Photography courtesy of Lowell Washburn, all rights reserved.
The first of Iowa’s five-part 2023 Spring Turkey hunting seasons begins with a special three-day mentored youth hunt running April 7 – 9. The youth turkey hunt is followed on April 10 with the opening of the first of four regular spring seasons. The spring turkey season’s fourth and final segment concludes on May 14. The daily bag and season possession limit is one bearded or male wild turkey for each valid license issued to the specified hunter.

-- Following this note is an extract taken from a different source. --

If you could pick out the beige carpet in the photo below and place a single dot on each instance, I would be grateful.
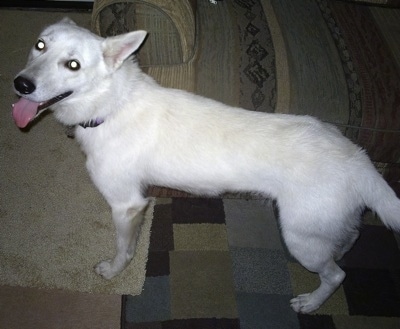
(55, 226)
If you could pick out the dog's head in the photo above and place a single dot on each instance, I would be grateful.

As always, anticipation for the upcoming seasons is running high. With turkey populations remaining strong across much of the state, hunting enthusiasts are already pacing the floor. But there are better things for preseason hunters to do than wearing a hole in the living room carpet. Time would be much better spent by getting outdoors and scouting the woodlands you plan to hunt. With snow cover melted, wintering flocks are beginning to disperse. Once it begins, the spring shuffle becomes a day by day, ever-changing event. By the time the season’s opener finally arrives, turkeys can be a long long way from where you saw them last month.
In addition to helping keep tabs on current turkey whereabouts, scouting forays also offer an opportunity to explore new habitats or become reacquainted with old familiar haunts. Preseason scouting will also make you a better turkey hunter by providing unparalleled opportunities to stop, look, listen and learn as wild turkeys communicate and physically interact within a completely undisturbed natural setting. If you really want to know what turkey calling is supposed to sound like, nothing tops the direct instruction of a live hen. It’s an education that cannot be equaled.
Wary and unpredictable, the eastern wild turkey remains one of North America’s most elusive quarries. And although Iowa enjoys one of the nation’s highest turkey hunting success rates, only about one in five hunters will be successful in tagging a spring gobbler. Arming yourself with an increased knowledge of turkey behavior and turkey vocalizations can only serve to increase the probability for success. Quietly sitting in the preseason woodlands with a pair of binoculars now, can pay big dividends when you return to the spring timber with a valid turkey license and bow or shotgun in hand.